Mine was a Candy White A6 Golf with a 158-hp, 1.4-liter TSI Twincharger powerplant-termed EA111-joined to the latest BorgWarner seven-speed DSG gearbox I already loved in the new Scirocco, and equipped with the really solid DCC (adaptive chassis control) I already loved in the Passat CC. This is probably the very Golf I will buy, adding only the steering wheel paddles and 18-inch wheels (16s are standard). Yes, one of the grand benefits of living in Europe is that I'll be able to actually walk down the street and buy this amazing car, but North American inhabitants can't because VW product planning and the North American offices believe Americans-I can't speak for the Canadians-aren't ready in big enough numbers to go for this cylinder dimension. There were also mumblings of homologation costs, though I doubt that has anything to do with it. A pity; the Twincharger system is genius work on small-capacity engines, and we all need to get back to smaller capacities for a shrinking planet and wallet.

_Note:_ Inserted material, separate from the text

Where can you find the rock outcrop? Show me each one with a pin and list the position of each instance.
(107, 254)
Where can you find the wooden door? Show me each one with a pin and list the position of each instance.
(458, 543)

The first meeting on my big day was with the design team leaders, Andreas Mindt on exterior and Joachim Hahn-Heinze on the living space. To start, the A6 Golf at first flash does not strike anyone as an all-new-looking car. In the C-pillar there's actually a return to the boxiness of the Golf IV, which in turn lessens the rake of the larger rear glass. All exterior dimensions are insignificantly larger or exactly the same. Nonetheless, all the nuances come clear during the walk-around I got from both Mindt and Hahn-Heinze. To start, only the roof panel is carried over directly from the Golf V.

Though I personally see it as a stretch, VW insists that the new face is closely tied to the original 1974 look created by Giorgetto Giugiaro, with the headlights poking out from the black grille. Well, sort of, I guess, but all I can think of is the face of the new Scirocco. No matter, since I love the new look regardless of point of origin.